Opening Act: In Any Capacity

Happy Chuck Hagel Day! It’s a new national holiday, though it doesn’t appear on the Jewish calendar.

One reason that people still know/care about Hagel is that he spent the late Bush years fulminating against Bush’s foreign policy, sending the hearts of profile writers aflutter. This Joe Lelyveld take is the classic of the genre – its premise is that Hagel might run the sort of anti-establishment campaign that Ron Paul ended up running. It’s packed with quotes that look much richer now.

McCain was an early enthusiast for the war in Iraq, Hagel an early skeptic. Could he imagine the co-chairman of his first national race having a place on a McCain ticket or in a McCain administration? I asked. “I’d be honored to have Chuck with me in any capacity,” McCain replied. “He’d make a great secretary of state.”

Some fun reporting from The Hill, mostly based on anonymous sources, emphasizes just how weak Boehner looks right now.

A veteran lawmaker sighed and shook his head when asked to respond to the return of the Boehner/Cantor drama.

“Shhh. Not helpful,” the Republican said.

Ken Vogel profiles Bill Kristol, who’s having another moment as the media covers the Hagel nomination with an eye on the many groups fulminating against him.

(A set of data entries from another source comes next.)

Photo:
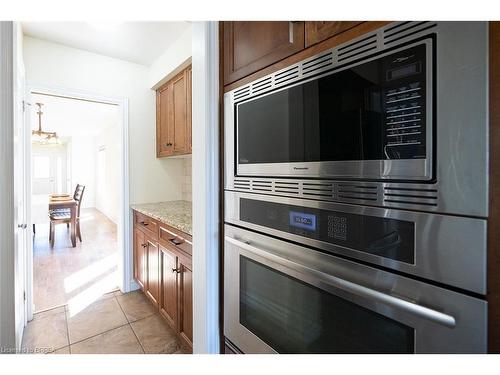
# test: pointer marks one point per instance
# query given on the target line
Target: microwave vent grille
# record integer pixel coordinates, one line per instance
(319, 189)
(357, 48)
(317, 64)
(262, 185)
(356, 192)
(286, 187)
(402, 30)
(242, 93)
(287, 75)
(242, 184)
(402, 197)
(262, 85)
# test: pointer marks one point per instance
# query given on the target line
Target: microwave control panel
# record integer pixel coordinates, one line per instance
(404, 98)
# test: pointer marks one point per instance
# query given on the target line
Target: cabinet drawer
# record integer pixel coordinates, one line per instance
(175, 238)
(146, 223)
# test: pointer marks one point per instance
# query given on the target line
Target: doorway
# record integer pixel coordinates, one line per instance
(90, 151)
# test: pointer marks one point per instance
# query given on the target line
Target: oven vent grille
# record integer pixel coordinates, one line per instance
(284, 76)
(356, 192)
(402, 197)
(319, 189)
(318, 63)
(405, 29)
(242, 93)
(357, 48)
(411, 196)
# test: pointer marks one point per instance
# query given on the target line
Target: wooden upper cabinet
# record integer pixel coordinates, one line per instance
(317, 31)
(173, 116)
(252, 45)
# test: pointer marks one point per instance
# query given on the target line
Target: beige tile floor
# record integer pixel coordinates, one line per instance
(70, 275)
(114, 324)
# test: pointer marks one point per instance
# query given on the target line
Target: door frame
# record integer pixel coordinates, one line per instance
(125, 272)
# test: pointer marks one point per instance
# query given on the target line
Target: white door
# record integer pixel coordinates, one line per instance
(49, 169)
(20, 186)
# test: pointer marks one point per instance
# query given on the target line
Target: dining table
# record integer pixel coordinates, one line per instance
(65, 202)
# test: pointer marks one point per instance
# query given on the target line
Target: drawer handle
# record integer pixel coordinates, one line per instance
(176, 241)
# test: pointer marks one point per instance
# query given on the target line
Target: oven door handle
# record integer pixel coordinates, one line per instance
(356, 289)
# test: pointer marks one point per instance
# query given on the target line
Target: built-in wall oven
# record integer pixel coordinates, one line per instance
(284, 298)
(356, 197)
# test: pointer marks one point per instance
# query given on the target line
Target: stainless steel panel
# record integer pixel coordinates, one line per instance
(448, 249)
(418, 169)
(444, 321)
(461, 160)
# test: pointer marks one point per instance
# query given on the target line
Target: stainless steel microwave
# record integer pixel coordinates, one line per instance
(400, 112)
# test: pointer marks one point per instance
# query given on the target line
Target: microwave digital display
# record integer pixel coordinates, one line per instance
(302, 220)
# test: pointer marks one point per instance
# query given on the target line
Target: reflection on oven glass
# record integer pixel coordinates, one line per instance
(294, 317)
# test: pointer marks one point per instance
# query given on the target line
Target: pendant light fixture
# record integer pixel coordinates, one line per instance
(40, 136)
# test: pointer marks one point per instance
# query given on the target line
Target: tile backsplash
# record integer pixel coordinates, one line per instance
(186, 179)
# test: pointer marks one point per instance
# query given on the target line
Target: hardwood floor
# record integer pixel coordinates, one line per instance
(75, 276)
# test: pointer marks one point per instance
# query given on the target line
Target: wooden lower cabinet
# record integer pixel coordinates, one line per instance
(162, 268)
(168, 299)
(153, 271)
(186, 302)
(140, 258)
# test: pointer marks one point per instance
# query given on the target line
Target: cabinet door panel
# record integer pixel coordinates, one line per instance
(168, 298)
(164, 128)
(153, 271)
(139, 258)
(317, 31)
(252, 45)
(189, 115)
(186, 303)
(179, 92)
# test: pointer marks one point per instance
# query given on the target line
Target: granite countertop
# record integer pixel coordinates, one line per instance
(174, 213)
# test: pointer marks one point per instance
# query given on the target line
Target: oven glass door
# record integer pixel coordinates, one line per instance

A gala roast last month celebrating Kristol’s 60th birthday drew GOP donors Paul Singer and Ira Rennert among 280 or so guests at New York’s Plaza Hotel, where presenters poked fun at Kristol’s alphabet soup of nonprofit groups and spotty king-making record… Commentary editor John Podhoretz, who was master of ceremonies at the roast and worked with Kristol at the Weekly Standard, delivered a slide show that riffed off the names of various Kristol groups to come up with absurd-sounding parody groups suggesting their goal was simply to spawn more groups to employ his protégés.

This is a stone-cold classic Mark Halperin statement, which assumes a “sophisticated” anti-Hagel campaign, kind of letting off the press that would fall for such sophistication.

Meanwhile, in real journalism, Tim Carney connects the dots between lobbyists who used to work for Max Baucus and tax breaks that magically get approved by Max Baucus.